Apple、Amazon、Google、Microsoft 和 Meta 现在都使用针对自己的软件进行了优化的定制芯片。Google 的处理器旨在运行其机器学习软件 TensorFlow。Apple 的自制芯片经过调整,可以在其生产的小工具上运行自己的软件。这些公司与美国芯片公司 Broadcom 等公司合作设计这些芯片,并与 TSMC 等代工厂合作制造这些芯片 。Nvidia 是唯一一家通过为他人制造 AI 芯片而取得巨大成就的公司,但这部分原因是其芯片针对其软件平台 CUDA 进行了优化,CUDA 已成为行业标准。
According to BCG,a consultancy, between 2018 and 2023 the “big six” firms (the five tech giants plus Nvidia) accounted for roughly 60% of the value in the technology sector. But that will not slow innovation. This new world is even more inventive than the previous era that sparked the computer revolution. There are now so many more ways for computers to become better—through silicon cleverness, better packaging, innovative chip designs and new materials. It will be competitive in ways the Wintel world never could be, and may create things even more wonderful.

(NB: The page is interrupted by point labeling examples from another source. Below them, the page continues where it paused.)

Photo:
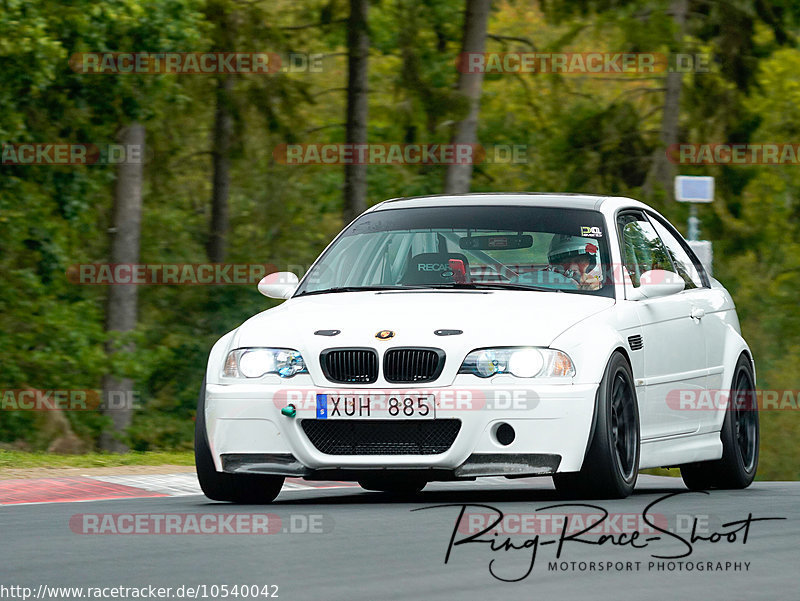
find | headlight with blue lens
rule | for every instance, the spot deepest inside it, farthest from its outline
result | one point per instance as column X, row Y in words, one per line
column 522, row 362
column 257, row 362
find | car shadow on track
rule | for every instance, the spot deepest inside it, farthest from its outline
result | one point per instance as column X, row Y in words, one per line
column 460, row 495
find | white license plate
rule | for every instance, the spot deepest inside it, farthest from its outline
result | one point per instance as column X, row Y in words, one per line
column 365, row 406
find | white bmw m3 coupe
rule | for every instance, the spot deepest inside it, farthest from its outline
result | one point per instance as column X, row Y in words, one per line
column 452, row 337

A combination of silicon, dread and fierce belief are going to achieve even more in the next 70 years than they have in the past 70.
根据咨询公司 BCG 的数据,2018 年至 2023 年期间,“六大”公司(五大科技巨头加上英伟达)约占科技行业价值的 60%。但这不会减缓创新。这个新世界比引发计算机革命的上一个时代更具创造性。现在,计算机有更多方法可以变得更好 - 通过硅的智能、更好的封装、创新的芯片设计和新材料。它将以 Wintel 世界前所未有的方式具有竞争力,并且可能会创造更加精彩的事情。硅、恐惧和强烈信念的结合将在未来 70 年取得比过去 70 年更大的成就。